FMF: Statement by the Herman Mashaba, Free Market Foundation chairman, states that forced ownership bills will aid social instability (29/04/2014)

29th April 2014

FMF: Statement by the Herman Mashaba, Free Market Foundation chairman, states that forced ownership bills will aid social instability (29/04/2014)

Businessman and chairman of the Free Market Foundation, Herman Mashaba today criticised Government for rushing through controversial bills that would irreparably harm the economy, investor confidence and the country’s ability to create jobs and stability.

One of the bills in question is the Private Security Industry Regulatory Amendment Bill which, if signed into law by President Jacob Zuma, will force foreign owned private security firms like ADT, Chubb, Securitas and Panasonic to sell 51% of their companies to South Africans.

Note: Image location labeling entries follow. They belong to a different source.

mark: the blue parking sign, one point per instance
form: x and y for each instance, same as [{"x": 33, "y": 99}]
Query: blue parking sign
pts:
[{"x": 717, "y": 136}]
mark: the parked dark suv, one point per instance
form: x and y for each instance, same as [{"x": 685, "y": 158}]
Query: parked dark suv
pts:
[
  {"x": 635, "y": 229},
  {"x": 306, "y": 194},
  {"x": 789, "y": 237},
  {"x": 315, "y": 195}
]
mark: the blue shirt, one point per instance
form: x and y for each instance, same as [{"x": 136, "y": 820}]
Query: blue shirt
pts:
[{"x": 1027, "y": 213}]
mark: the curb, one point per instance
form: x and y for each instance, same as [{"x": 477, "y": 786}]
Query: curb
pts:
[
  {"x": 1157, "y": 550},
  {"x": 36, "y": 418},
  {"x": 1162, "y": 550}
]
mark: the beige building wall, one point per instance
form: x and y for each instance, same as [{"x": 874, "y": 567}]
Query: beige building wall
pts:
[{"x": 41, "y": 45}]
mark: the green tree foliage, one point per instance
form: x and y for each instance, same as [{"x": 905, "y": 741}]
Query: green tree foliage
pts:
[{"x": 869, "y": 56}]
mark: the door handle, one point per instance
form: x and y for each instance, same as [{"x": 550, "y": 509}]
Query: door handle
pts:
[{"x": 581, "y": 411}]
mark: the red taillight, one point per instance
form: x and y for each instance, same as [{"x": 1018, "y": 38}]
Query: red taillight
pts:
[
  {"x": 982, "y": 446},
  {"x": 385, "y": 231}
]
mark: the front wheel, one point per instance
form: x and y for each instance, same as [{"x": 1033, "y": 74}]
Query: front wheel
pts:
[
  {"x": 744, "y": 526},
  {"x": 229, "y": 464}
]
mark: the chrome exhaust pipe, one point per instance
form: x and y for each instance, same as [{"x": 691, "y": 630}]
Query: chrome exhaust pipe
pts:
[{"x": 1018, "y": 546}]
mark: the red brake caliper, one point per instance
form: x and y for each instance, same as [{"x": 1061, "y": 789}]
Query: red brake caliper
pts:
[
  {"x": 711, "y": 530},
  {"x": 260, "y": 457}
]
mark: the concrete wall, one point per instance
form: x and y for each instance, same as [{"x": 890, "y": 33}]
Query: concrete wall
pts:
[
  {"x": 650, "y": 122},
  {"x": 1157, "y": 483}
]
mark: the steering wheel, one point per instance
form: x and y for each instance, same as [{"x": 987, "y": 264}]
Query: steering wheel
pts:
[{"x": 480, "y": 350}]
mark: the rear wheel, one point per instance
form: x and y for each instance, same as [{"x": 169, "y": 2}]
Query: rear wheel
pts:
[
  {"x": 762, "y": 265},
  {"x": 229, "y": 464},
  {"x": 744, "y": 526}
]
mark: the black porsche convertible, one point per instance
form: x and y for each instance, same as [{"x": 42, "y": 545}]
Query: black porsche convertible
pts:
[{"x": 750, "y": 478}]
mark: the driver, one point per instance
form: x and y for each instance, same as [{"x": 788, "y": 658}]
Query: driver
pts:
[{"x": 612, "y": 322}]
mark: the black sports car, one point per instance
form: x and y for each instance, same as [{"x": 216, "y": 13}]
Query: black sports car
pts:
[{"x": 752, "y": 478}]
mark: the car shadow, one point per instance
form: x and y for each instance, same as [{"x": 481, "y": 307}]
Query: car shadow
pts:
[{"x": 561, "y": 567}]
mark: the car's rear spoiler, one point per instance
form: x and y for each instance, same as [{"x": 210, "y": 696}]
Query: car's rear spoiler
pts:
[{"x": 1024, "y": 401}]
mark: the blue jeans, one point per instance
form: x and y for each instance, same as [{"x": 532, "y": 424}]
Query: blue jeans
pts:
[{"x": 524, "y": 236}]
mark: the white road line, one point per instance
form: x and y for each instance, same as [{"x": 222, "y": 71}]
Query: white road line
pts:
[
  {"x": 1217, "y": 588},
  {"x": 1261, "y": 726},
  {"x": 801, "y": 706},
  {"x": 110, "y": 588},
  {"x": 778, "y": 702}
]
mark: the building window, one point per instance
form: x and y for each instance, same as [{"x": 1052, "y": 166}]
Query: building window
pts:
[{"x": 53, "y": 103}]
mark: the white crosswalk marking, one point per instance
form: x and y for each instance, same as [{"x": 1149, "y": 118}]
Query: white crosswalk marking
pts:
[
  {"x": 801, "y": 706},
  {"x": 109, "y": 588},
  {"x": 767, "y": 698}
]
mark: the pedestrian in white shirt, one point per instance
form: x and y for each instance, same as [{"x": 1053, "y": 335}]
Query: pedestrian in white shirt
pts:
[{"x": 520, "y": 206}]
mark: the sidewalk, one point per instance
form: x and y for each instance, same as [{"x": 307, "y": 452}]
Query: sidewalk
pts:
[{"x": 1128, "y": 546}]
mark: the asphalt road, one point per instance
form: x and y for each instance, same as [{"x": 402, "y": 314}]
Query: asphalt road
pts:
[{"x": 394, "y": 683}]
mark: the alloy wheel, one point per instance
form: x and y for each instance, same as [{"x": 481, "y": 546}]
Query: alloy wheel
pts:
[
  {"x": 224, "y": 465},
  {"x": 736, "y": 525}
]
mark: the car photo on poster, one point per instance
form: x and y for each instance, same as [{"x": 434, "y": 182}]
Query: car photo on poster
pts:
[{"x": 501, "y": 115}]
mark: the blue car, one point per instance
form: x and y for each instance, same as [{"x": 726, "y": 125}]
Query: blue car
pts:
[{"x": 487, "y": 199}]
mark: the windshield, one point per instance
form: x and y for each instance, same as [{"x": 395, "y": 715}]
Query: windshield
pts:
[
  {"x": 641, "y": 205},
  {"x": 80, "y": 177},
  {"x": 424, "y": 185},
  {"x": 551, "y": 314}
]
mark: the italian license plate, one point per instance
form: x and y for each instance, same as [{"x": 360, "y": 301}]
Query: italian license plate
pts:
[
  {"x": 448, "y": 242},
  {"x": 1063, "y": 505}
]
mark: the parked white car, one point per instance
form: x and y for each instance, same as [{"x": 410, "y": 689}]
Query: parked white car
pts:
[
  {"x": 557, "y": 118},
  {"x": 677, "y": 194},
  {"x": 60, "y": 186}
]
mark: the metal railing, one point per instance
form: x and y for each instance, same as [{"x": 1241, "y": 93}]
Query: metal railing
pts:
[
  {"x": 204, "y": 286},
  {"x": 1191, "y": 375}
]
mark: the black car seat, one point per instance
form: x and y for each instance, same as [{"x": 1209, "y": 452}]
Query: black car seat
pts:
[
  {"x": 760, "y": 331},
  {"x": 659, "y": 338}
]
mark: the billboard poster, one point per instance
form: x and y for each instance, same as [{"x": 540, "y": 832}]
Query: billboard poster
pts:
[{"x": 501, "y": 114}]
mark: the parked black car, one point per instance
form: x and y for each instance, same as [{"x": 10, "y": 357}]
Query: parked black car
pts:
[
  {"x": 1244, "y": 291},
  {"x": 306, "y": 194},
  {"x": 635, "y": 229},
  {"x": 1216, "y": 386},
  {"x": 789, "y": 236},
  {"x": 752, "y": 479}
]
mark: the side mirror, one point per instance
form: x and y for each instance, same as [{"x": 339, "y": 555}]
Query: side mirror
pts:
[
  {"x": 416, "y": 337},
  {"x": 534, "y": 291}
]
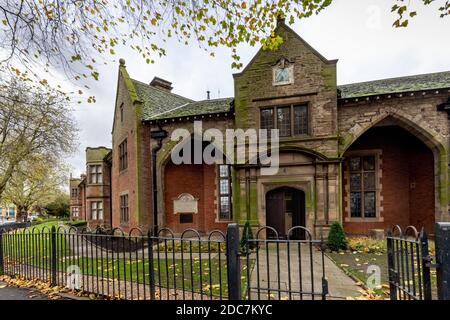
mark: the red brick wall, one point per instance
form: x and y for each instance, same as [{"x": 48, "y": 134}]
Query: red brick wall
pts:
[
  {"x": 199, "y": 181},
  {"x": 126, "y": 180},
  {"x": 407, "y": 182}
]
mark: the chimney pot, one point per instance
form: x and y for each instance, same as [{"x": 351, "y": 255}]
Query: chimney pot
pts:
[{"x": 161, "y": 84}]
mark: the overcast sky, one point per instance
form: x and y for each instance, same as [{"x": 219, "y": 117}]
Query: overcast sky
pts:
[{"x": 357, "y": 32}]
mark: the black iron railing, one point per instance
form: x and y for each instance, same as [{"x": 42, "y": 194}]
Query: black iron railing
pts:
[
  {"x": 137, "y": 266},
  {"x": 409, "y": 264},
  {"x": 285, "y": 269}
]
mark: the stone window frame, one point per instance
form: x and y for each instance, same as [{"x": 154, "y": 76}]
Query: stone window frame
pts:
[
  {"x": 291, "y": 106},
  {"x": 95, "y": 174},
  {"x": 124, "y": 222},
  {"x": 121, "y": 113},
  {"x": 75, "y": 193},
  {"x": 75, "y": 213},
  {"x": 123, "y": 155},
  {"x": 229, "y": 195},
  {"x": 378, "y": 175},
  {"x": 97, "y": 210}
]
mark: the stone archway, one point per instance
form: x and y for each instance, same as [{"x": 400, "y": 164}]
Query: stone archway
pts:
[
  {"x": 421, "y": 130},
  {"x": 285, "y": 209}
]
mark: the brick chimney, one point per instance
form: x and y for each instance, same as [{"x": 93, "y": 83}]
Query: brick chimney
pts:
[{"x": 161, "y": 84}]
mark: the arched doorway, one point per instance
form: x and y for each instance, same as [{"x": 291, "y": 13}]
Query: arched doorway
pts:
[
  {"x": 285, "y": 209},
  {"x": 388, "y": 179}
]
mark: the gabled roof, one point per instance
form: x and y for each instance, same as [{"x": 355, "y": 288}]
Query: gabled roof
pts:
[
  {"x": 161, "y": 104},
  {"x": 430, "y": 81},
  {"x": 156, "y": 101},
  {"x": 203, "y": 107}
]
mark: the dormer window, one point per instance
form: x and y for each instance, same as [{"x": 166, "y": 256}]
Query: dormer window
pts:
[{"x": 291, "y": 120}]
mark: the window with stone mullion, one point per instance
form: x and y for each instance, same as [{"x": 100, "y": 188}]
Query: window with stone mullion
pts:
[{"x": 362, "y": 187}]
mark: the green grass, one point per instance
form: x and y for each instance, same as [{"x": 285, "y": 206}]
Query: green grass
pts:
[
  {"x": 355, "y": 264},
  {"x": 203, "y": 276}
]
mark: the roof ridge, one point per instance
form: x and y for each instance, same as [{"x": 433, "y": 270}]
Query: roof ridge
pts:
[
  {"x": 161, "y": 90},
  {"x": 394, "y": 78}
]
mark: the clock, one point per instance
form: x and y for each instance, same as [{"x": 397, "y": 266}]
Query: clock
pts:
[{"x": 283, "y": 73}]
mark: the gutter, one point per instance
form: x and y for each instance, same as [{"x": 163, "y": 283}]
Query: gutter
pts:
[{"x": 158, "y": 135}]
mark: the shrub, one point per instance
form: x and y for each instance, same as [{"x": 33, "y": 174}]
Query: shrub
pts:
[
  {"x": 77, "y": 223},
  {"x": 247, "y": 234},
  {"x": 336, "y": 238}
]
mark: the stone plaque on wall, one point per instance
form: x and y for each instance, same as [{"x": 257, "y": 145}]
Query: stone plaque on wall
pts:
[{"x": 185, "y": 203}]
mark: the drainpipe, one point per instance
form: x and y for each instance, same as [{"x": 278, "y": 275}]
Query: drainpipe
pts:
[{"x": 158, "y": 135}]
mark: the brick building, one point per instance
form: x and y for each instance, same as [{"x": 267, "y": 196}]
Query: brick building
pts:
[
  {"x": 368, "y": 155},
  {"x": 90, "y": 195}
]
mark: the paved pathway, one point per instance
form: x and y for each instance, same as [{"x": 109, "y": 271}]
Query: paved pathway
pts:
[
  {"x": 13, "y": 293},
  {"x": 273, "y": 272}
]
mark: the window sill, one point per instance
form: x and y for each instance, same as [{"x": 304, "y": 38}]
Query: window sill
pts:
[
  {"x": 223, "y": 221},
  {"x": 367, "y": 220}
]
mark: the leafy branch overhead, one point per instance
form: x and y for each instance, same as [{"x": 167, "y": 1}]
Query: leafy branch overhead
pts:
[
  {"x": 404, "y": 11},
  {"x": 76, "y": 36}
]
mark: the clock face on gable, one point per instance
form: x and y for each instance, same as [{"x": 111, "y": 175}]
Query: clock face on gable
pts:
[{"x": 283, "y": 74}]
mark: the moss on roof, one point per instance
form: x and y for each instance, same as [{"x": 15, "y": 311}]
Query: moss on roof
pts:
[
  {"x": 156, "y": 101},
  {"x": 96, "y": 154},
  {"x": 161, "y": 104},
  {"x": 420, "y": 82},
  {"x": 198, "y": 108}
]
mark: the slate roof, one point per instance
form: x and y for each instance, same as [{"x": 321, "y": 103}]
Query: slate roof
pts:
[
  {"x": 197, "y": 108},
  {"x": 420, "y": 82},
  {"x": 161, "y": 104},
  {"x": 156, "y": 101}
]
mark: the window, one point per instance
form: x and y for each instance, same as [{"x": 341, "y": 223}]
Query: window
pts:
[
  {"x": 267, "y": 119},
  {"x": 96, "y": 210},
  {"x": 224, "y": 193},
  {"x": 362, "y": 187},
  {"x": 124, "y": 214},
  {"x": 75, "y": 211},
  {"x": 290, "y": 120},
  {"x": 123, "y": 155},
  {"x": 300, "y": 120},
  {"x": 186, "y": 218},
  {"x": 95, "y": 174},
  {"x": 284, "y": 121},
  {"x": 74, "y": 193}
]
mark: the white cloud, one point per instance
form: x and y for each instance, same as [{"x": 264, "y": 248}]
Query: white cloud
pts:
[{"x": 357, "y": 32}]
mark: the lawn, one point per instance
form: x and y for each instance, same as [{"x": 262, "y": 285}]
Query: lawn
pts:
[{"x": 365, "y": 252}]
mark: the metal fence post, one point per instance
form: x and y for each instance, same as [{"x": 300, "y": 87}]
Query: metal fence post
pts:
[
  {"x": 233, "y": 263},
  {"x": 442, "y": 240},
  {"x": 2, "y": 261},
  {"x": 151, "y": 266},
  {"x": 426, "y": 265},
  {"x": 391, "y": 267},
  {"x": 53, "y": 256}
]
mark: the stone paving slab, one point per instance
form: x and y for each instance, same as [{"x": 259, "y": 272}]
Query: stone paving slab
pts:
[{"x": 296, "y": 275}]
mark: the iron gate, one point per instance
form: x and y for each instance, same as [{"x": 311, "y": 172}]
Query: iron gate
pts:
[
  {"x": 138, "y": 266},
  {"x": 409, "y": 264},
  {"x": 291, "y": 268}
]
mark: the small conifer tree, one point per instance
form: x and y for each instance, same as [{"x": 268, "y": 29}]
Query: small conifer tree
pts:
[
  {"x": 336, "y": 238},
  {"x": 247, "y": 234}
]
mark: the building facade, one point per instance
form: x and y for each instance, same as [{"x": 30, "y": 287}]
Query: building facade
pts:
[
  {"x": 90, "y": 195},
  {"x": 368, "y": 155}
]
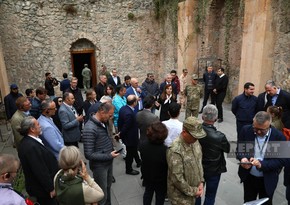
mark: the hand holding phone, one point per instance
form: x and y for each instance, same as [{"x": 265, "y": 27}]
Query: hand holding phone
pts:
[{"x": 119, "y": 151}]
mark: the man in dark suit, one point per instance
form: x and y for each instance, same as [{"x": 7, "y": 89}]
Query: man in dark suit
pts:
[
  {"x": 220, "y": 91},
  {"x": 70, "y": 120},
  {"x": 39, "y": 164},
  {"x": 145, "y": 117},
  {"x": 280, "y": 98},
  {"x": 128, "y": 129},
  {"x": 137, "y": 91},
  {"x": 168, "y": 80},
  {"x": 260, "y": 171},
  {"x": 114, "y": 80}
]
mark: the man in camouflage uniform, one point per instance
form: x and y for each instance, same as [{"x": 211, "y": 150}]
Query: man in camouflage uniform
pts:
[
  {"x": 193, "y": 93},
  {"x": 185, "y": 173}
]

“We fought against apartheid to free our people and the economy from draconian policies that stifled growth and repelled foreign direct investment.  I am dismayed that the current administration would consider embracing a business unfriendly policy environment that will effectively cripple the economy and our ability to address inequality, poverty and unemployment,” says Mr Mashaba.

Mashaba says the country’s ability to attract foreign investors to fund and invest in the economy is an important mechanism to fuel growth. 

“Foreign investment, especially in the resources, manufacturing, infrastructure and industrial sectors is the critical catalyst required to create the kind of jobs that are required in South Africa.  We simply cannot grow the economy without foreign partners.  They are already looking at South Africa with suspicion and we need to remedy this before more damage is done.

“It would do the Minister of Police good to consider the national security implications if more South Africans find themselves without jobs.  Unemployment leads to social instability and this should be the Minister’s primary concern,” says Mr Mashaba.

Mr Mashaba’s company, Lephatsi Investments, owns 30% of Swedish private security firm Securitas.

“Companies like Securitas entered the South African market with confidence that the political and policy landscape provides protection against expropriation of their assets,” he says.

Mashaba believes that the Private Security Regulatory Amendment Bill is a benchmark framework that, if implemented, could open the door for Government to apply the same principles of nationalisation to other industries.

“If this bill is signed into law it is going to send strong signals throughout the business community that their industry may well be next on the list for forced dilution of ownership,” he says.

In its current form, the Private Security Bill will include companies that manufacture, distribute or supply equipment to the private security industry which includes multinationals like Panasonic, Sony, Honeywell and Bosch. 

“Instead of chasing respected companies away, we need to look at the value that international companies bring to our country.  Not only in terms of their investment in our economy and their ability to create thousands of jobs, but also in terms of skills transfer, knowledge sharing and the contributions that they make to social responsibility and development,” says Mr Mashaba.

Furthermore, Securitas and the other foreign owned private security firms are fully committed to black economic empowerment and transformation. Securitas is a level 2 rated BBBEE firm and achieved a full score under the BBBEE scorecard on Enterprise Development for the past 3 years.

“As a black investor and businessman, I believe it’s unfair to expect our partners to relinquish 51% or more of their business.”